Люди шерифа или солдаты герцога редко заходили вглубь лесов, но нельзя было сказать, что это неслыханно. У меня остались мрачные воспоминания о том, что случилось, когда несколько лет назад банда столкнулась с целой ротой дворцовой стражи герцога Руфона. К счастью время было позднее, и большинству из нас удалось сбежать из последовавшей хаотичной стычки. Я тогда был ещё мальчишкой, и воспоминания о том, как убегал от того жестокого обмена стрелами и ударами клинков — а это было самым близким к настоящей битве из всего, что на тот момент со мной случалось — оставили глубокое впечатление.

Вглядываясь в лес по обе стороны от Конюха, который двигался весьма плавно, что шло вразрез с его долговязой фигурой, я в своих мыслях постоянно возвращался к разговору Декина и Лорайн прошлой ночью. «Я намерен стать герцогом». Одно из проклятий умных — это сила воображения, поскольку острый ум гораздо тщательнее исследует тёмные возможности, чем светлые.

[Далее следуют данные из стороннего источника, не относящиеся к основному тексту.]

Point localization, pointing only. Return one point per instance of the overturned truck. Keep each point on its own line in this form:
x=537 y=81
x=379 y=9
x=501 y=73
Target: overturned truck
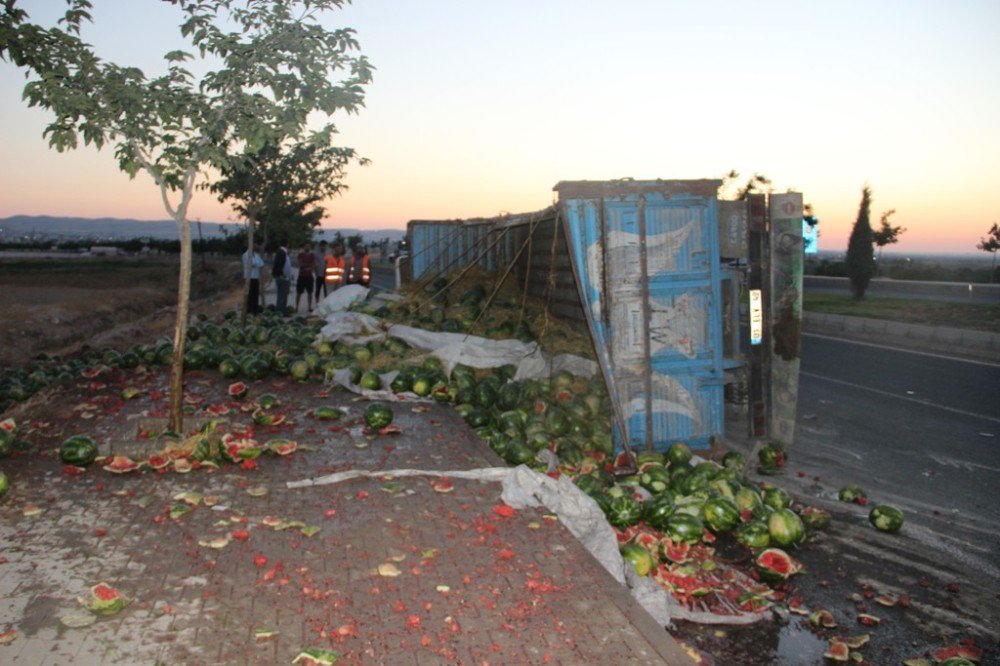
x=693 y=304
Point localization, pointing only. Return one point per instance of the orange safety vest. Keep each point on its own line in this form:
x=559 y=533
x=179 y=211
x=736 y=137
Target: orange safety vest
x=366 y=273
x=334 y=273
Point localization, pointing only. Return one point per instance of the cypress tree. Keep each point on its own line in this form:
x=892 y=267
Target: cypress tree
x=860 y=255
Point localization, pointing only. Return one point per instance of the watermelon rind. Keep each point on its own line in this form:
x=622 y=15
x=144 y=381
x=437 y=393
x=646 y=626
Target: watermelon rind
x=886 y=518
x=79 y=450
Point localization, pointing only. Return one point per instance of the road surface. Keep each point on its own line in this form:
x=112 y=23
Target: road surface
x=921 y=432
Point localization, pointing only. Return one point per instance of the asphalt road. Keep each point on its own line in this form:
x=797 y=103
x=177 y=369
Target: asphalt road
x=921 y=432
x=923 y=429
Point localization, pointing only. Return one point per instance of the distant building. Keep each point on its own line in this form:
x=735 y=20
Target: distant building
x=106 y=251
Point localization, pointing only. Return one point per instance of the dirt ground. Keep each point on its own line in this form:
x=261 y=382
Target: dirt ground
x=55 y=306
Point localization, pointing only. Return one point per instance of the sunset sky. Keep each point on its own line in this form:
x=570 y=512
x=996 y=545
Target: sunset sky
x=479 y=108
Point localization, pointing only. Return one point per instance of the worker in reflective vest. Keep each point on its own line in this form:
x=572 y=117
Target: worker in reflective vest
x=359 y=271
x=335 y=265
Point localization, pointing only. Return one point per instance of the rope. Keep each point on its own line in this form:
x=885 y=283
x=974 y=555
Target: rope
x=510 y=267
x=424 y=282
x=550 y=287
x=465 y=270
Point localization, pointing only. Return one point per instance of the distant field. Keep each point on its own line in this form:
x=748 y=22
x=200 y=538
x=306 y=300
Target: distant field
x=980 y=317
x=51 y=305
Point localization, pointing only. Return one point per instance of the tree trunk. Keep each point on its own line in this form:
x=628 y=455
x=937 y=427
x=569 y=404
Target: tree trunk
x=175 y=421
x=248 y=269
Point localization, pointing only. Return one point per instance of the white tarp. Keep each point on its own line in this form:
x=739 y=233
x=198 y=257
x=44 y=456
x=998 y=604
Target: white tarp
x=454 y=348
x=523 y=487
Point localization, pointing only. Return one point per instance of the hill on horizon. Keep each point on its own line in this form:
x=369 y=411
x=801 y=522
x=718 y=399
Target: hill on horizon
x=111 y=228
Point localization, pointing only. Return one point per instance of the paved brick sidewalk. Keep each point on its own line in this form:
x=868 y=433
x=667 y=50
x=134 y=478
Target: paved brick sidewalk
x=472 y=586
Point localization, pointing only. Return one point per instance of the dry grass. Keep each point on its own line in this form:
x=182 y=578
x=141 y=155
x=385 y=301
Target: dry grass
x=974 y=316
x=508 y=306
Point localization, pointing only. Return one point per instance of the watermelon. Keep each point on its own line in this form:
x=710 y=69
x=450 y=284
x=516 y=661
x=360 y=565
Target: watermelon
x=265 y=418
x=121 y=465
x=720 y=514
x=852 y=492
x=786 y=528
x=747 y=499
x=623 y=512
x=679 y=454
x=422 y=385
x=401 y=383
x=237 y=449
x=281 y=447
x=734 y=460
x=229 y=368
x=316 y=657
x=684 y=528
x=327 y=413
x=754 y=534
x=104 y=600
x=772 y=457
x=815 y=518
x=157 y=461
x=669 y=551
x=361 y=353
x=886 y=518
x=6 y=442
x=775 y=565
x=299 y=369
x=378 y=416
x=639 y=557
x=777 y=498
x=590 y=484
x=516 y=452
x=267 y=401
x=654 y=478
x=837 y=651
x=371 y=381
x=657 y=510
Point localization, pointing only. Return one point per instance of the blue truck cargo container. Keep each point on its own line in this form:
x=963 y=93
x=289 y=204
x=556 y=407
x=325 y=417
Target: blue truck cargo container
x=646 y=259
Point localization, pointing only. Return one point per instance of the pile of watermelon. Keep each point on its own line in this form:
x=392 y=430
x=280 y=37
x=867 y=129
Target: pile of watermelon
x=268 y=344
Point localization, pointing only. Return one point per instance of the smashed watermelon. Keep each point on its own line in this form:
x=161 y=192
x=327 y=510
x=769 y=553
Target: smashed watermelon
x=886 y=518
x=639 y=557
x=121 y=465
x=104 y=600
x=281 y=447
x=237 y=449
x=775 y=565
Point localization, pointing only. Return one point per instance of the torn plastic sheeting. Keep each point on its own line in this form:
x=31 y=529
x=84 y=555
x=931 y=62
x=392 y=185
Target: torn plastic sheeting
x=343 y=377
x=454 y=348
x=341 y=299
x=523 y=487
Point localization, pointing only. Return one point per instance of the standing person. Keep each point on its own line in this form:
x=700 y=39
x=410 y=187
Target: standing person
x=335 y=266
x=321 y=269
x=359 y=271
x=282 y=274
x=307 y=274
x=251 y=269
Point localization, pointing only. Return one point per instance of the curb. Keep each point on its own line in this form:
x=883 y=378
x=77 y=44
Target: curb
x=974 y=345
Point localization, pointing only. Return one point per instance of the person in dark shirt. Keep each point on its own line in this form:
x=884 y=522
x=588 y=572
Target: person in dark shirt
x=307 y=271
x=358 y=268
x=282 y=274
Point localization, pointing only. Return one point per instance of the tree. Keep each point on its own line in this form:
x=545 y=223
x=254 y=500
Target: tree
x=755 y=183
x=267 y=68
x=283 y=187
x=886 y=235
x=860 y=258
x=991 y=243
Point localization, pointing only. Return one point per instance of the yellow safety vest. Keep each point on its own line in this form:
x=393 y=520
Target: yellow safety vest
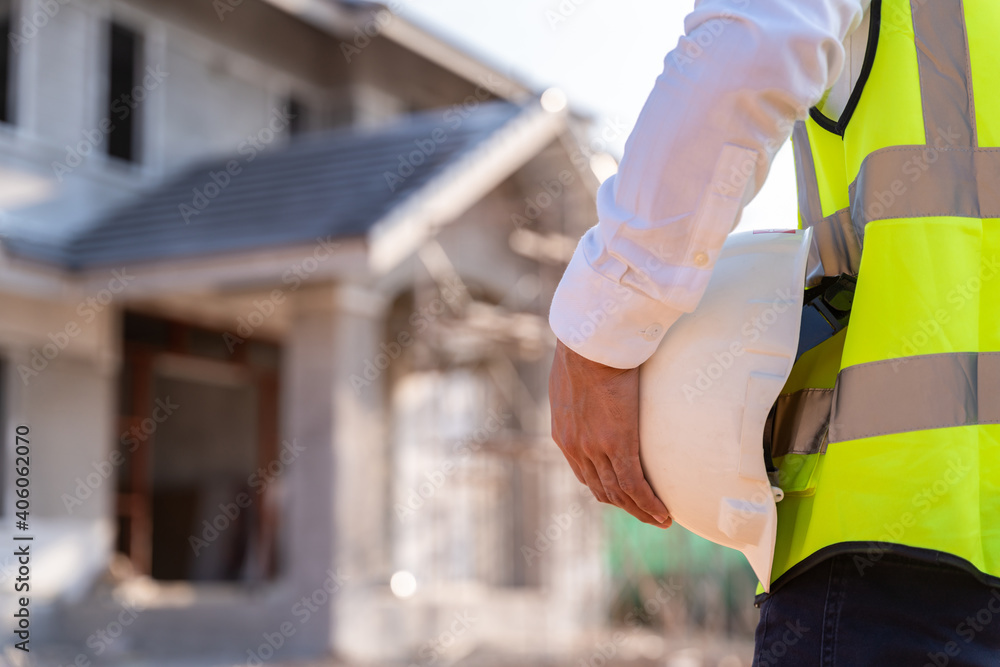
x=887 y=436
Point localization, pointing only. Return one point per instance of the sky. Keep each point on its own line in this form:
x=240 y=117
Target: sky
x=604 y=54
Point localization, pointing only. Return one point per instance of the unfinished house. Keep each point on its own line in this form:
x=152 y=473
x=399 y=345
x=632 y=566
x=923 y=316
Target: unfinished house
x=273 y=282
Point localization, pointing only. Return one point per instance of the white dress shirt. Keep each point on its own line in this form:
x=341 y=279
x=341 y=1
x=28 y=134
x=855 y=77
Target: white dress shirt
x=724 y=104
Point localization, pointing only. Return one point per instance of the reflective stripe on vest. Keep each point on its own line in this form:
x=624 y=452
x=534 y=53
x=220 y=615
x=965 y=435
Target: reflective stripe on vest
x=889 y=436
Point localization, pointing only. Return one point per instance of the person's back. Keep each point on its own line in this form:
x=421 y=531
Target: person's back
x=887 y=436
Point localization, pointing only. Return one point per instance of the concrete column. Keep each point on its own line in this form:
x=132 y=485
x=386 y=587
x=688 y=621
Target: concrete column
x=308 y=409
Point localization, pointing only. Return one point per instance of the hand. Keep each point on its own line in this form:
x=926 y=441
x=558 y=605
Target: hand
x=595 y=422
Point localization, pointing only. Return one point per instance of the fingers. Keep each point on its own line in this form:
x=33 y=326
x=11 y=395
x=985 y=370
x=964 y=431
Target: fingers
x=634 y=486
x=593 y=481
x=620 y=498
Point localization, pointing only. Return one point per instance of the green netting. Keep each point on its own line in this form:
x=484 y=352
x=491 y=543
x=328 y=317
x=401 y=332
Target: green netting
x=638 y=548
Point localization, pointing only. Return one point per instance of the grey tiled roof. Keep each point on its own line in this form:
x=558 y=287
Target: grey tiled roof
x=328 y=184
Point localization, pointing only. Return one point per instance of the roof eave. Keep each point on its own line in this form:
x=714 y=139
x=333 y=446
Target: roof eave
x=456 y=188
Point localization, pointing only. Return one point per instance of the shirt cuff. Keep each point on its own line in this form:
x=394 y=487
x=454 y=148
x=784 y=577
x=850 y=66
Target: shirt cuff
x=604 y=321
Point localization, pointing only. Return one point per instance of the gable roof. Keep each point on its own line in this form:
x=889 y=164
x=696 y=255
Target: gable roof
x=336 y=184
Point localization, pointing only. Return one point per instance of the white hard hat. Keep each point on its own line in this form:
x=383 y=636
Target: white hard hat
x=706 y=392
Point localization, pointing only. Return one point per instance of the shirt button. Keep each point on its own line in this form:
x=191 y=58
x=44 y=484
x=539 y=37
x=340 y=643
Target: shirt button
x=652 y=332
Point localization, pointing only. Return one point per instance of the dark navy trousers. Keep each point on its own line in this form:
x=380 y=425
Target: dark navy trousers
x=897 y=612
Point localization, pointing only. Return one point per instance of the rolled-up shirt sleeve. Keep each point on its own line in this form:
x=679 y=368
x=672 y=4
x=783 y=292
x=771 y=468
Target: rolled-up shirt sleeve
x=724 y=104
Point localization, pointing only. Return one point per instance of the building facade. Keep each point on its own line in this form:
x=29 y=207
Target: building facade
x=273 y=285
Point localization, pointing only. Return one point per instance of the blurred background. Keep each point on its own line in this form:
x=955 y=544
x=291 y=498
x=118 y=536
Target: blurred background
x=274 y=279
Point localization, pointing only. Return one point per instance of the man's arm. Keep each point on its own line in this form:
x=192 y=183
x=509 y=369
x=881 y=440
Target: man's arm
x=701 y=149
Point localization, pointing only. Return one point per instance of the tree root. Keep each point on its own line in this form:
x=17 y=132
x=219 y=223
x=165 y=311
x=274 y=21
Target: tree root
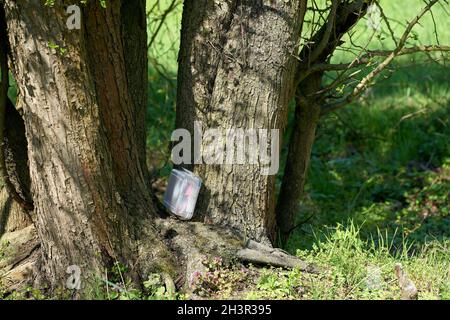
x=193 y=241
x=177 y=253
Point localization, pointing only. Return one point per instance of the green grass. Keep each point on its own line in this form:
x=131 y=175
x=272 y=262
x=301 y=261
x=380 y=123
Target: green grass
x=379 y=180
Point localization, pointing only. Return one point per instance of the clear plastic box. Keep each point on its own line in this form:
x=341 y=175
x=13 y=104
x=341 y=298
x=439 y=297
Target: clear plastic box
x=182 y=193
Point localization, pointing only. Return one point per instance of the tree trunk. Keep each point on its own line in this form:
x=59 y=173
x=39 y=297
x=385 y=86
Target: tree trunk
x=83 y=105
x=236 y=68
x=12 y=215
x=307 y=116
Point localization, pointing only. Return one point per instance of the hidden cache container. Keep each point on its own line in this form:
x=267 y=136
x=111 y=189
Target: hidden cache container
x=182 y=193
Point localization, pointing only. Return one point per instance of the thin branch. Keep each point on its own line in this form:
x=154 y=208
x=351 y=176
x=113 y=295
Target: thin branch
x=367 y=58
x=365 y=82
x=329 y=30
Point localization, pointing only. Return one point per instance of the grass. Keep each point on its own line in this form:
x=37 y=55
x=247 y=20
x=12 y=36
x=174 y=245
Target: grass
x=379 y=180
x=378 y=184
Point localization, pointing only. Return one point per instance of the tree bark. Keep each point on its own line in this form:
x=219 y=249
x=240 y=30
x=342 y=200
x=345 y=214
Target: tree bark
x=236 y=68
x=86 y=136
x=307 y=116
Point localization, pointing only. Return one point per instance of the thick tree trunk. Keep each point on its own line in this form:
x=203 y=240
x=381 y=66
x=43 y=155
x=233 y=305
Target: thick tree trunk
x=236 y=68
x=12 y=215
x=86 y=135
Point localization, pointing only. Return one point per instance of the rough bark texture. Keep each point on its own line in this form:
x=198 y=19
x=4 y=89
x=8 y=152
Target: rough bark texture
x=236 y=69
x=87 y=175
x=307 y=115
x=12 y=215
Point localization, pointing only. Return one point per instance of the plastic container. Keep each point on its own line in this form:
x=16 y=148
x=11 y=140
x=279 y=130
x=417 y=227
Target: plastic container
x=182 y=193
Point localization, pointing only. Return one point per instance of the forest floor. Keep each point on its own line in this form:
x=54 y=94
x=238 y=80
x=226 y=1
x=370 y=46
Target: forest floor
x=377 y=194
x=379 y=182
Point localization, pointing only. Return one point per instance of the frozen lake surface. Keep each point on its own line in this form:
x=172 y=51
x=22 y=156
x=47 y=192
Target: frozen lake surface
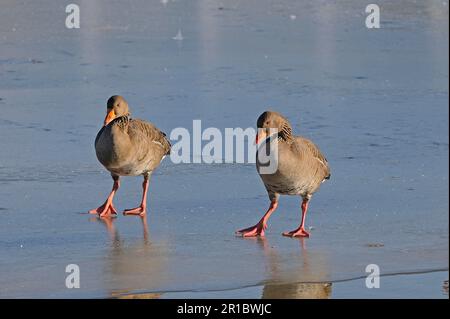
x=375 y=101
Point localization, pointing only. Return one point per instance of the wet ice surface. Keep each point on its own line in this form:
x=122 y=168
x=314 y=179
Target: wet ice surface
x=375 y=101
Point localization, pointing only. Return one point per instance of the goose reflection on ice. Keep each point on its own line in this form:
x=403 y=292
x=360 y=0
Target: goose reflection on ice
x=302 y=280
x=132 y=267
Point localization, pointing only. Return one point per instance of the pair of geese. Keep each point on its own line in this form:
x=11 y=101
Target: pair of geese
x=132 y=147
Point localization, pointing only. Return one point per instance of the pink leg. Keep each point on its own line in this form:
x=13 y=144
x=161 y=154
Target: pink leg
x=300 y=231
x=107 y=209
x=260 y=227
x=140 y=210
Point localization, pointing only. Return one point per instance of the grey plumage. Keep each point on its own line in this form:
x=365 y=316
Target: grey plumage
x=301 y=165
x=129 y=146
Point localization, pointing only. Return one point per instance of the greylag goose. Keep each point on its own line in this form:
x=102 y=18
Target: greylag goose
x=128 y=147
x=300 y=170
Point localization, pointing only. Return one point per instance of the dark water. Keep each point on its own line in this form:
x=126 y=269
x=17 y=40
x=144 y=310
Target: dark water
x=375 y=101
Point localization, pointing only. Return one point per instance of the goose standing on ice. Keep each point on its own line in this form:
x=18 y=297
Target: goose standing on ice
x=128 y=147
x=300 y=171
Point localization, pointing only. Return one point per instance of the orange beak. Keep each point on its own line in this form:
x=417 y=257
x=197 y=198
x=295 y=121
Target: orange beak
x=111 y=115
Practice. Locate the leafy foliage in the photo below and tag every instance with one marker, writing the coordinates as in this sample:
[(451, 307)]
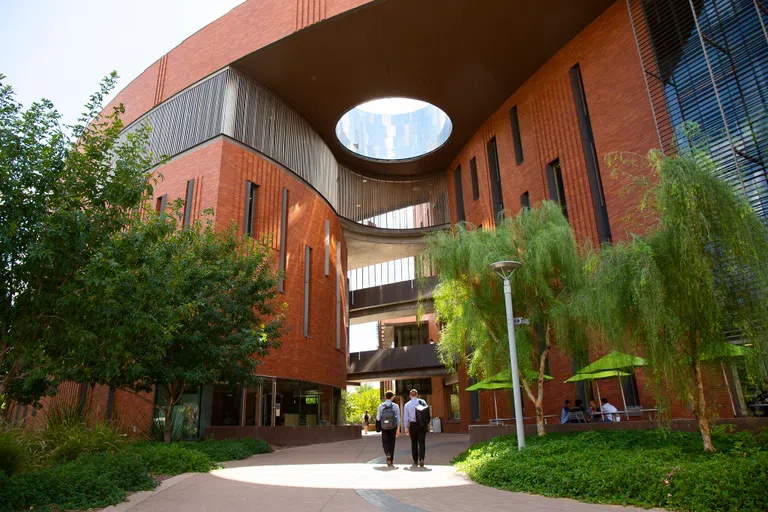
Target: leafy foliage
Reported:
[(64, 191), (365, 398), (230, 449), (469, 298), (675, 293), (603, 467), (170, 308), (93, 480), (172, 459)]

«Во что он нас ведёт?» — такой вопрос первым всплыл в моей голове тем днём, а за ним последовала тьма других. «Что он планирует? Куда мы идём? Как он себе представляет, что разбойник, пусть даже король разбойников, станет герцогом?».

Мне хватало ума не делиться ни с кем тем, что я узнал, поскольку доверие — это такая роскошь, от которой юные разбойники быстро учатся воздерживаться. В других обстоятельствах я искал бы ответов у Лорайн, поскольку с первой нашей встречи уяснил, что она единственная по-настоящему умная в этом сборище отбросов.

«Что ж, у нас тут проницательный с виду паренёк». Первые слова Декина в тот день десять лет назад, когда он нашёл грязного и покрытого синяками мальчишку, лежавшего в лесу.

Когда бордельмейстер выкинул меня из того жалкого приюта, который представлял собой бордель, проделал он это с большим воодушевлением. «Вали отсюда, мелкий бестолковый еблан!» — вот и все прощальные слова, что я от него помню, и это ещё одни из самых добрых. Хлыст оставил полосы на моих ягодицах, когда я уносился прочь, в сторону толстого одеяла папоротников, окружавшего кучку лачуг, которое я до этого момента называл домом. Обычно, когда бордельмейстер буянил, я прятался там до ночи, ждал, пока он упьётся до беспамятства, а потом заползал обратно. Можно было рассчитывать, что самые добрые шлюхи поделятся со мной ужином, а потом я забирался на чердак спать. Но не в тот день.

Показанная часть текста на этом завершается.